Supplementary Materials
Supplementary information supporting “Non-small cell lung cancer epigenomes exhibit altered DNA methylation in smokers and never-smokers”.
Read coverage over chromosomes Mean MeDIP-seq and MRE-seq RPKM per 500 bp bin by sample for each chromosome, split by sample malignancy. MeDIP-seq, methylated DNA immunoprecipitation sequencing; MRE-seq, methylation sensitive restriction enzyme sequencing; chr, chromosome; RPKM, Reads Per Kilobase per Million mapped reads.
CpG methylation level distribution by sample and patient, averaged across disease state A. Distribution of the number of CpGs at each methylation level in the normal lung and primary tumor samples for each patient. Samples are colored by malignancy, where blue is normal and red is tumor. B. Distribution of the number of CpGs at each methylation level as assigned by methylCRF, averaged over all samples by malignancy, where blue is normal and red is tumor.

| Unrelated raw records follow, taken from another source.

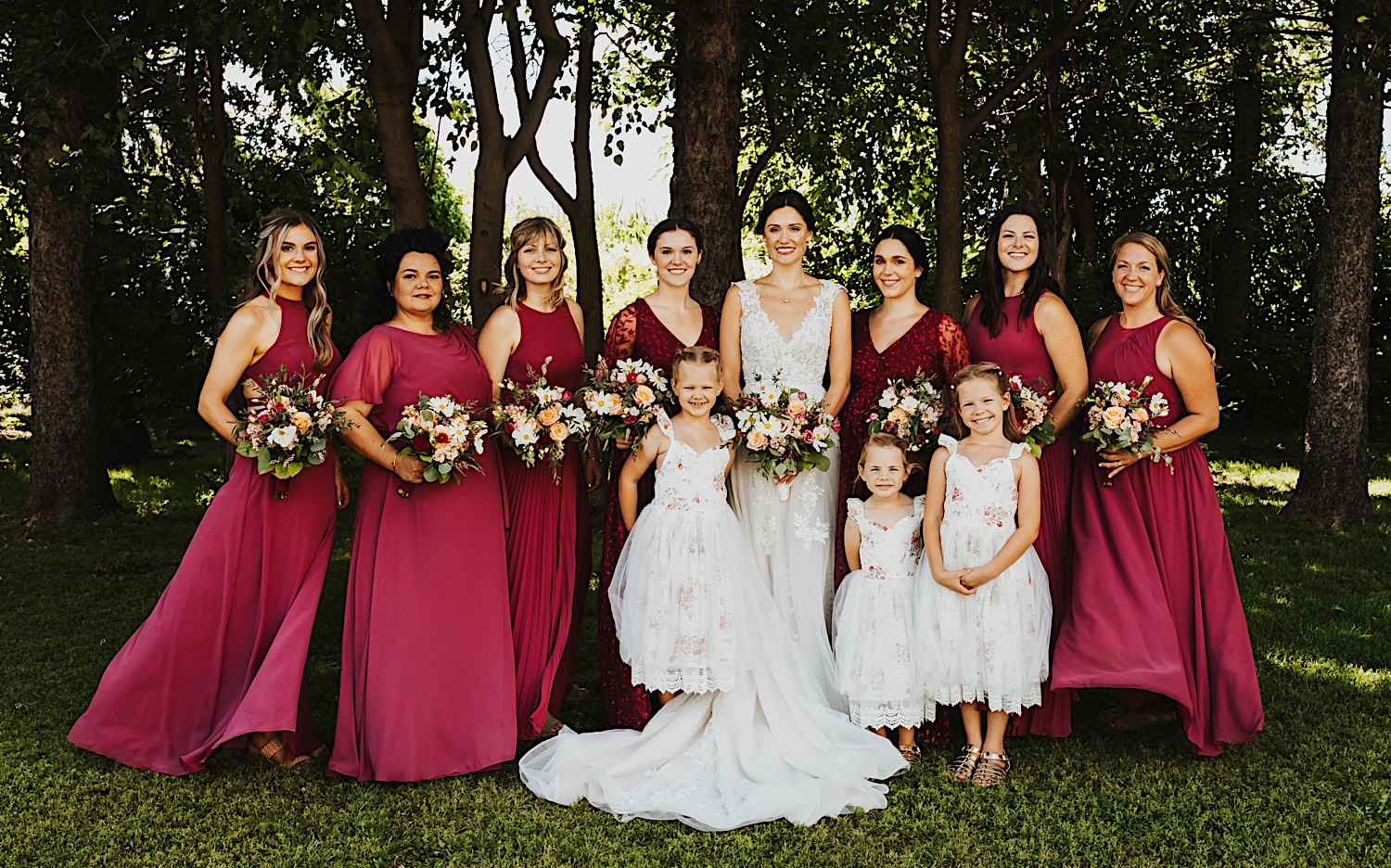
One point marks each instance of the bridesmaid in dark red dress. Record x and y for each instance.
(426, 687)
(547, 520)
(893, 341)
(650, 330)
(1020, 323)
(1155, 604)
(222, 657)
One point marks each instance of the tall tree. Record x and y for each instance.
(498, 152)
(579, 208)
(66, 94)
(706, 138)
(395, 49)
(1333, 476)
(957, 119)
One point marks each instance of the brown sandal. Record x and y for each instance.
(273, 746)
(963, 767)
(990, 770)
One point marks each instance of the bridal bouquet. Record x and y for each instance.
(909, 409)
(288, 428)
(441, 433)
(539, 419)
(1032, 406)
(784, 430)
(1120, 419)
(623, 400)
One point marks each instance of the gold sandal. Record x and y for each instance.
(990, 770)
(963, 767)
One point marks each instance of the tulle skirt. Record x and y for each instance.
(875, 651)
(992, 645)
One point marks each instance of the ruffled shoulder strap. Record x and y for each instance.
(856, 509)
(725, 426)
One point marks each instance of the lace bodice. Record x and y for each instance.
(887, 550)
(985, 495)
(689, 479)
(801, 361)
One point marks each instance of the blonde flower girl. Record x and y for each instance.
(984, 608)
(874, 632)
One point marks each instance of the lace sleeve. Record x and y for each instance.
(953, 348)
(620, 337)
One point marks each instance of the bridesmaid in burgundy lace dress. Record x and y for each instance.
(1155, 604)
(650, 330)
(1023, 326)
(547, 520)
(895, 341)
(222, 657)
(426, 689)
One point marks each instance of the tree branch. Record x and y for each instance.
(1040, 57)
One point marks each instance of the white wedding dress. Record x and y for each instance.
(793, 537)
(770, 745)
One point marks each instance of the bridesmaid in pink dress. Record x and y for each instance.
(914, 337)
(222, 658)
(547, 520)
(650, 330)
(426, 687)
(1155, 604)
(1023, 326)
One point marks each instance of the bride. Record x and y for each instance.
(796, 327)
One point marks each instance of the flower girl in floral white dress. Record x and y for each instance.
(746, 734)
(874, 633)
(984, 608)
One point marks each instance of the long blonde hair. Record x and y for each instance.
(528, 231)
(1163, 297)
(264, 277)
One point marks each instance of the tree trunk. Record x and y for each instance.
(394, 46)
(1333, 476)
(706, 139)
(949, 200)
(211, 142)
(1231, 278)
(67, 478)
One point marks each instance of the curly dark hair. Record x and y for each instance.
(389, 253)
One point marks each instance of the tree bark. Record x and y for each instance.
(67, 479)
(1333, 476)
(706, 139)
(1241, 224)
(211, 131)
(394, 46)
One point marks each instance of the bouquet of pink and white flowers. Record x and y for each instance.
(536, 420)
(623, 400)
(441, 433)
(1031, 408)
(1120, 417)
(912, 411)
(287, 428)
(785, 430)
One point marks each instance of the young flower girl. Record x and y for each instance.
(874, 629)
(745, 734)
(984, 617)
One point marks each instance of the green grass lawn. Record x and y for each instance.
(1313, 790)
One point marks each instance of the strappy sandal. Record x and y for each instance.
(1145, 718)
(990, 770)
(963, 767)
(273, 746)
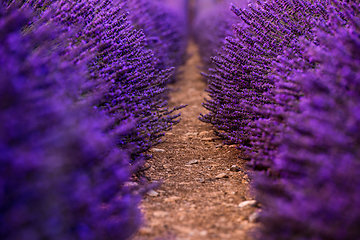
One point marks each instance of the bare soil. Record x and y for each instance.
(191, 202)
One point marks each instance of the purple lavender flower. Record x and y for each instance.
(212, 24)
(317, 194)
(239, 82)
(61, 174)
(164, 24)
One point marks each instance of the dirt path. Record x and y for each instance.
(192, 203)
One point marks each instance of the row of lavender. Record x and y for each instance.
(81, 100)
(286, 89)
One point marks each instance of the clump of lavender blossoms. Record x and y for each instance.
(286, 89)
(80, 104)
(61, 174)
(164, 27)
(212, 24)
(239, 77)
(316, 194)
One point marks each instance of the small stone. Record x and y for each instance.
(207, 139)
(171, 199)
(160, 214)
(166, 166)
(194, 161)
(254, 217)
(247, 203)
(203, 133)
(131, 184)
(157, 150)
(221, 175)
(234, 168)
(145, 231)
(191, 134)
(152, 193)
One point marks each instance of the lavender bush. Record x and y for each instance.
(127, 81)
(317, 194)
(239, 79)
(165, 26)
(212, 24)
(61, 174)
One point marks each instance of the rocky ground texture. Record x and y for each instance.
(204, 192)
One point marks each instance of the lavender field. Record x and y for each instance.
(91, 141)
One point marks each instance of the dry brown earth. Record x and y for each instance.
(194, 200)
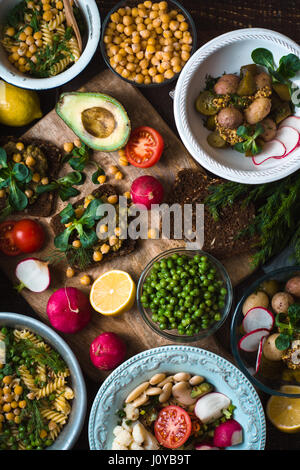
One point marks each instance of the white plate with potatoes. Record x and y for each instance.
(226, 54)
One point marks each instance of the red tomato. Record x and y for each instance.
(173, 427)
(145, 147)
(7, 244)
(28, 235)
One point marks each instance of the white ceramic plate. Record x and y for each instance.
(227, 53)
(10, 74)
(172, 359)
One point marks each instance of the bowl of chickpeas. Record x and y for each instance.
(148, 44)
(38, 50)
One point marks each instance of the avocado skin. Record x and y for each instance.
(95, 143)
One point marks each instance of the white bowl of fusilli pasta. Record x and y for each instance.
(47, 392)
(38, 50)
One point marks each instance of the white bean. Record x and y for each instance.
(166, 392)
(153, 391)
(182, 377)
(137, 392)
(157, 378)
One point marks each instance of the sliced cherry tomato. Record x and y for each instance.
(28, 235)
(173, 427)
(144, 147)
(7, 244)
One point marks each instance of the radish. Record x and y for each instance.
(33, 274)
(107, 351)
(272, 149)
(257, 318)
(146, 190)
(211, 406)
(228, 434)
(205, 446)
(259, 353)
(289, 137)
(250, 342)
(69, 310)
(291, 121)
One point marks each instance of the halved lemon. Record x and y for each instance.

DNA methylation alterations using MRE-seq and MeDIP-seq data and comparison to previously published samples A. Average genome-wide CpG methylation level per sample, ordered by mean methylation level per cancer type. B. Distribution of the number of CpGs at each methylation level as assigned by methylCRF, averaged over all samples by cancer type. Both A and B samples from [63], including NM, UCS-Ca, UCS-Sa, EAC, ESS, and UPSC. NM, 10 pooled normal endometrium samples; UCS-Ca, uterine carcinosarcoma carcinoma; UCS-Sa, uterine carcinosarcoma sarcoma; EAC, endometrioid carcinoma; ESS, endometrial stromal sarcoma;UPSC, endometrial serous carcinoma. C. Number of sampled MRE CpG cut sites versus the number of MRE-seq reads mapped to cut sites per sample, colored by sample malignancy (see legend below Figure S3G and H, Wilcox P when comparing normal vs. tumor sampled sites: P < 0.001). D. Location of MRE CpG cut sites, where “All” is all possible MRE cut sites. E. Distribution of the proportion of MRE CpG cut sites sampled in each number of normal samples, where “All” is all MRE cut sites sampled in normal samples and “Lost” is MRE cut sites sampled only in normal samples. F. Distribution of the proportion of MRE CpG cut sites sampled in each number of tumors, where “All” is all MRE cut sites sampled in tumors and “Novel” is MRE cut sites sampled only in tumors. G. PCA on MeDIP-seq RPKM per 500 bp bin, colored by sample malignancy. H. PCA on MRE-seq RPKM per 500 bp bin, colored by sample malignancy.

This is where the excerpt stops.